要するにスペイン人の中米・メキシコの地アステカ文明への侵略、その後のスペイン支配、正直に言えば私はコルテスがこの地を治めた場合、もう少し事態はマシだったのではないかと思えてならないのですが、いわゆる領主の台頭を恐れたスペイン王は常に“現地の事情をことさら無視する”本国人をこの地に送り、無理な運営をさせ続け。
持ち込まれた疫病で現地住人が壊滅寸前に激減するような年度を経て。
土地の諸労働のためにアフリカ黒人を買い入れ、結局、恐れたはずの大地主がこの地を独立のあとも延々延々と蝕み続け、現在(現代ではなく、メキシコ革命がそもそも現代です)ですらその後遺症に悩み続けないとならないという体たらく。
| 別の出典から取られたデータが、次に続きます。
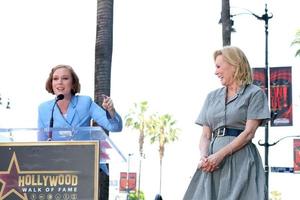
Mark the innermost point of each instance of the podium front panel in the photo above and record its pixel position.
(49, 170)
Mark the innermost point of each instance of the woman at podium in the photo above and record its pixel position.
(70, 110)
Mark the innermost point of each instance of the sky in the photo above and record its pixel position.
(162, 53)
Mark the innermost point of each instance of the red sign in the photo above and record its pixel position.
(131, 182)
(296, 155)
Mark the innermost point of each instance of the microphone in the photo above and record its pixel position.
(58, 98)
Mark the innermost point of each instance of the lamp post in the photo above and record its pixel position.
(127, 181)
(265, 17)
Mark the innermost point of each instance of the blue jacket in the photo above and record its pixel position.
(81, 110)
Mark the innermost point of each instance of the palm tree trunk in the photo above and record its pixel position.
(226, 23)
(103, 55)
(139, 183)
(103, 50)
(160, 175)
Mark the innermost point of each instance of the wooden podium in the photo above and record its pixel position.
(65, 168)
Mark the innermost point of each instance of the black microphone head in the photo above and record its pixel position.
(60, 97)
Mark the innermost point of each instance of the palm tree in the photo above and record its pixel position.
(226, 23)
(297, 42)
(103, 48)
(137, 119)
(161, 129)
(103, 55)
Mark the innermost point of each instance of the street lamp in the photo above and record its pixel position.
(265, 17)
(7, 106)
(128, 170)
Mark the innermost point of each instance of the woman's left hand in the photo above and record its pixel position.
(108, 105)
(213, 162)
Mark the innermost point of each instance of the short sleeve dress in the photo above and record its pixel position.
(241, 175)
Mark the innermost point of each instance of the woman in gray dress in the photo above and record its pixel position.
(230, 167)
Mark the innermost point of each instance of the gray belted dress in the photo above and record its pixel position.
(241, 175)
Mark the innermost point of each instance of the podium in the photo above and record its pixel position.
(64, 168)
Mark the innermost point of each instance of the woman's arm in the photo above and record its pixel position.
(204, 145)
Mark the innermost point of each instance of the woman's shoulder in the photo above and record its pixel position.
(217, 92)
(46, 104)
(254, 88)
(81, 99)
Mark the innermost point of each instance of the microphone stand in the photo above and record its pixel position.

ある意味で、コルテス氏もそうだけど、途中でこの地に「輸入」された王がこの地に根付くのだとしたら、それもありだったんじゃないかと思うんですよね、とにかく、メキシコを利用することしか考えていない人間があまりにも多かったし、それと比べてしまうと最初は当然のように強制労働だったのに、労働が過酷すぎてその数が維持できず、ほぼ自由労働民に近い条件だった鉱山(農家から逃れた人々がここに匿われた)のほうが比較的に真っ当だったってなんかもう突っ込みようがない。


この地の革命に血が流れることになった、独裁的な人物が出ることになった、というのはなんとなく他の地よりも納得がいくというか、そもそも最初のスタート時点で「間違え」てしまうと長く長く引きずることになるんだなぁ、としみじみ。
現在はもう人種すら交じり合い、すでにスペイン側が悪とすら言い切れず。
少し古い本ですが、この本の扱う時代を考えると古びることはないと思います。